No Worries

On a quiet day off, I found myself rereading my old journals. I have journaled for years. I am not methodical in my journaling. Months may go by between each entry. Some entries span pages, and others barely take up a line or two. But I have always scribbled down notes and thoughts and prayers since elementary school.

So I pored over these pages, seeing my old self now embalmed in scratches of ink. I read mostly from college journals and seminary journals. Honestly, a great deal of it was somewhat embarrassing. The worries and wars of my 20-year-old self were not particularly noble. And, I tend to journal when I am in one mood: down. (I have often, half-jokingly, worried aloud to Jess that our kids will come across these old journals and conclude I was the most depressed person in the world)!

But silly adolescent ramblings aside, the overwhelming takeaway from this journey through the past was thankfulness for God’s provision and the conclusion that the worry wasn’t worth it.

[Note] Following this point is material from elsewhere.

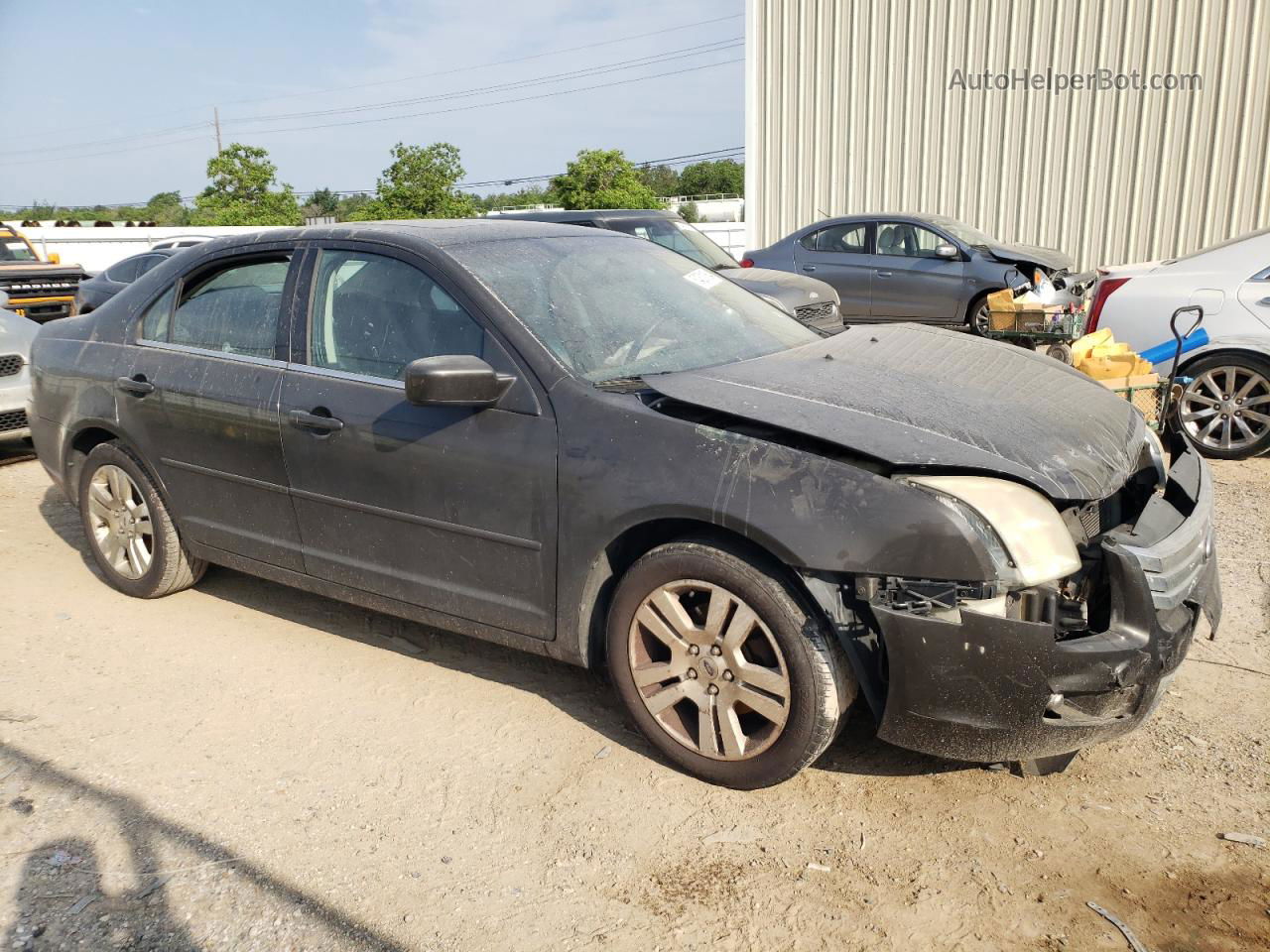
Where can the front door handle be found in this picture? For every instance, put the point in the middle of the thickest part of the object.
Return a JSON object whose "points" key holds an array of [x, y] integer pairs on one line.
{"points": [[137, 386], [316, 421]]}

The worry wasn’t worth it!

So many entries were about this or that unanswered question. Direction, jobs, relationships, school, and so forth…so many unknowns bothered me, and yet, looking back, each issue was resolved in time and with grace. Many questions I simply could not know then, but God would answer them all in his perfect timing. While giving these concerns to the Lord was certainly right and good, any second I spent in worry wasn’t worth it. God was and is faithful.

I come away from these journals determined to pray more and worry less.

How about you? Does the rearview mirror reveal the same for you?

Published by

Derek Griz

I am a Christian, a husband, a father, and a pastor (Immanuel Church). I write from those perspectives. Connect with me on Twitter (@derekgriz).

2 thoughts on “No Worries”

  1. Hi Derek, as u know I am a new reader to your Blog and just now read this entry and was surprised to find no comments. I am not sure what that is indicative of, maybe not many people keep a journal, maybe because of your candor they were not sure how to reply. I keep a journal and like you it is not daily and it seems to go in spurts but again like you every so often I go back and read it. In doing this I find peace and calm. I see that the dots of my life have been connected in such a beautiful way to bring me to a better understanding of God. My dots are definitely not in a straight line and do seem to maybe even wander ( probably because of my stubbornness and lack of faith ) but they are in a general direction. This gives me hope that in the future when I look back at my journal again I will see that in spite of myself God is bringing me ever so much closer to be him.

    1. Terry,

      I love this: “I see that the dots of my life have been connected in such a beautiful way to bring me to a better understanding of God.” That is a great way to put it! – Dots that form a pattern in hindsight. It seems hindsight is the ultimate revealer, even of seemingly random dots in our lives. Oh for the patience to wait for the final picture!